Question 8.T.4: (Darboux) Suppose the function f : [a, b] → R is bounded. Gi...

Let ε > 0 be given. From the definition of U (f ) , there is a partition P_{0} = \left\{u_{0}, u_{1}, . . . u_{r}\right\} such that

U (f, P_{0}) < U (f) + ε/2.        (8.9)

Since f is bounded, there is a number K such that |f(x)| ≤ K  for all x ∈ [a, b] . Take δ_{1} = ε/8rK, and suppose P = \left\{x_{0}, x_{1}, x_{2}, …, x_{n}\right\} is any partition satisfying \left\|P\right\| < δ_{1}. Set P_{1} = P_{0} ∪ P and let us calculate U (f, P ) − U (f, P_{1}) by calculating the contribution of each subinterval \left[x_{i}, x_{i+1}\right] to this difference.

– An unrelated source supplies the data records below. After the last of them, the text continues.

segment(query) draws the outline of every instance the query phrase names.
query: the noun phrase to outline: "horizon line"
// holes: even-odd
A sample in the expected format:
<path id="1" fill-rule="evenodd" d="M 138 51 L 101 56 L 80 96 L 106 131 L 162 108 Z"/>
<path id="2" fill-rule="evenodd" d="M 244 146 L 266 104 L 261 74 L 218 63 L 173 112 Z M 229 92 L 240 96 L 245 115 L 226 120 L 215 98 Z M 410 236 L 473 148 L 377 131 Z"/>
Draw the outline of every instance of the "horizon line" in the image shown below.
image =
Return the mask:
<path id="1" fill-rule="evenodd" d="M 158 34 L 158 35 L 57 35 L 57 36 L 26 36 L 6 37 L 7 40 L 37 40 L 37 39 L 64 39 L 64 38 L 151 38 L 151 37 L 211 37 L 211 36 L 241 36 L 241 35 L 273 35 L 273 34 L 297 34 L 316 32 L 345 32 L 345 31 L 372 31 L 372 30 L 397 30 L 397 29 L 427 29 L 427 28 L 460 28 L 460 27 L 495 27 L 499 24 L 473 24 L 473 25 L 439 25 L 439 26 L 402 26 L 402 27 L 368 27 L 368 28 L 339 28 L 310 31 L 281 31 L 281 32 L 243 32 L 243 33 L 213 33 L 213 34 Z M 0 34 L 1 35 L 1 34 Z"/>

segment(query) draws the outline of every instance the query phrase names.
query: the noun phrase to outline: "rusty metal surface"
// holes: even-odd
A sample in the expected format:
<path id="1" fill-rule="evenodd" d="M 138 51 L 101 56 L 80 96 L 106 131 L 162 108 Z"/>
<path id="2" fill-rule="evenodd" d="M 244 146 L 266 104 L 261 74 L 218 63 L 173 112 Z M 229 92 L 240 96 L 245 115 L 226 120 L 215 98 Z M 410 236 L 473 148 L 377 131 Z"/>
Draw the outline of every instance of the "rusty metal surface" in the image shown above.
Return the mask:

If the subinterval does not contain any member of P_{0}, then its contribution to U (f, P ) equals its contribution to U (f, P_{1}) and thereby contributes nothing to the difference. Suppose the subinterval contains an element of P_{0}. Since its contribution to U (f, P ) is at most K (x_{i+1} − x_{i}) , while its contribution to U (f, P_{1}) is at least −K(x_{i+1} − x_{i}), we see that its contribution to the difference does not exceed 2K (x_{i+1} − x_{i}). Hence

U (f, P ) − U (f, P_{1}) ≤ \sum\limits_{i∈J}{2K \left(x_{i+1} − x_{i}\right) ,}

where J = \left\{i : [x_{i}, x_{i+1}] ∩ P_{0} ≠ ∅\right\} .

Since each member of P_{0} can belong to at most two subintervals of P, J cannot have more than 2r members. Consequently

U (f, P ) − U (f, P_{1}) ≤ \sum\limits_{i∈J}{2K \left\|P\right\| ≤ 4Kr \left\|P\right\|< ε/2.}

With U (f, P_{1}) ≤ U (f, P_{0}) , we obtain

U (f, P ) − U (f, P_{0}) < ε/2

and deduce from (8.9) that

U (f, P ) − U (f) = [U (f, P ) − U (f, P_{0})] + [U (f, P_{0}) − U (f )] < ε.

In a similar fashion we can find a δ_{2} > 0 such that

\left\|P\right\| < δ_{2} ⇒ L (f ) − L (f, P ) < ε.

Now the number δ = \min \left\{δ_{1}, δ_{2}\right\} meets the requirements.